Many years ago a friend criticized me for what she interpreted as my lack of commitment to a particular set of political ideas. She was concerned that my being able to find areas of commonality with people of differing ideological points of view was a sign of weakness that would ultimately make me lose my way and become one more of the vast number of apolitical, uninvolved people. Being someone whose opinion I valued, I took this criticism to heart and spent a long period thereafter assessing what I really did believe in. It was only after a long period of soul searching that I came to realize that instead of being a weakness it was actually a strength. As long as I continued to be open to new ideas and new people, to understand them and assess them using my critical faculties, growth and change would continue to be possible. It was only when I attempted to find and fit into a particular worldview that I found myself becoming rigid and pulling away from a path dedicated to transforming myself while being actively engaged in the world.

At this particular time more than in any other that I have lived through, we need all of us to be open to new ways of thinking and new ways of being in the world. Recently, I found myself along with thousands of others in a march protesting the current war in Iraq. What troubled me most was that on both sides of this troubling and heart rendering issue the arguments that were being expressed had very little to do with the actual state of events.
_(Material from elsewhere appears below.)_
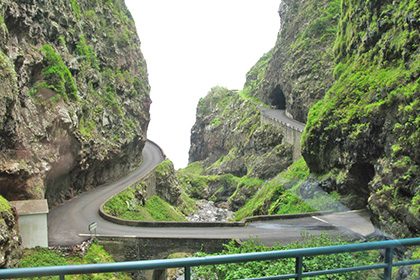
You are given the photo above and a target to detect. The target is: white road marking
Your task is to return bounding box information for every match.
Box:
[312,216,329,224]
Instead they seemed to hearken back to an earlier war in an earlier world. For, while the past informs the present it too often ends up controlling the way we see the present. To live in the present our ultimate goal has to be to acknowledge the past while learning to leave it behind. While the past has shaped us and our world, our task as political and personal beings is to learn to understand how it made us what we are, and then to go beyond it. Only then can we hope to begin to move successfully down the combined paths toward personal and political transformation.

 
     
 

 

     
 

Robert Levine is a certified yoga instructor in the NY area, and has a Masters degree in Political Science. He has been exploring the link between politics and spirtuality for over 20 years.